Google Search Gets Caffeine Jolt

Google has launched a major overhaul of the way it produces its search results. If it works as designed it could mean new content appears in results much more quickly.

The key to Google, like any search engine, is that queries don’t literally search the Internet but rather Google’s index which is repeatedly updated by scanning web pages to make the index more current.

Until now, the index has been built into several “layers” which are refreshed at varying intervals. The main “layer” updated roughly once every fortnight meaning that on average the data Google used for an individual web page would be a week old. (There are exceptions for sites known to be updated more frequently, for example those scanned for Google News.) Here’s an explanation from Google of how the old system works:

That system has been replaced by “Caffeine”, a system which throws out the layers and breaks the web down into much smaller chunks. Rather than running on a cycle, the index is continuously updated. This means new content goes “live” on the index as soon as Google finds it, rather than at the next scheduled update.

According to the company, this makes its index “50 percent fresher”, whatever that means.

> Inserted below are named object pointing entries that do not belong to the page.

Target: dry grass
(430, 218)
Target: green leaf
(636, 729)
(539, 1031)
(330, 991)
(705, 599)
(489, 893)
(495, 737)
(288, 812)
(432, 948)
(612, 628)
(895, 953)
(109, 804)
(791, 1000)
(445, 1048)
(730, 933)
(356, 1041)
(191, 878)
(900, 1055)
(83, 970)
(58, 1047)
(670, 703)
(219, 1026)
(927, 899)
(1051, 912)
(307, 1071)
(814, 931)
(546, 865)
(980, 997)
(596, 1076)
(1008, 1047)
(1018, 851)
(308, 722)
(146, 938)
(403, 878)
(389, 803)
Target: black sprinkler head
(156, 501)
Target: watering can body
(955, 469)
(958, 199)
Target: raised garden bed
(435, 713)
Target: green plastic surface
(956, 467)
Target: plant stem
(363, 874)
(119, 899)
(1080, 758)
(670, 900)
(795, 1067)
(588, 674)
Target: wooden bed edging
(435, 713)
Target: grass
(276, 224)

It also notes that the entire Caffeine database is almost 100 million gigabytes and the daily refresh rate is in the hundreds of thousands of gigabytes range.

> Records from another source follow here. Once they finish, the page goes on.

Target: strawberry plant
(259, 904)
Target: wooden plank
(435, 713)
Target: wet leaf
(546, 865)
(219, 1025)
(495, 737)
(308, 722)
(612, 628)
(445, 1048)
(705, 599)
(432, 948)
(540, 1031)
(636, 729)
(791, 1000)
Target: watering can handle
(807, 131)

What’s not yet clear is if this will have any impact on search engine optimization and the factors which determine where pages appear in the Google rankings. It appears that the frequency at which individual pages are scanned won’t change; instead it’s the speed at which the data collected in that scan is built into the live index. Still, that change may have affect the number of pages which wind up benefiting from whatever element of Google’s algorithm favors recently-written content.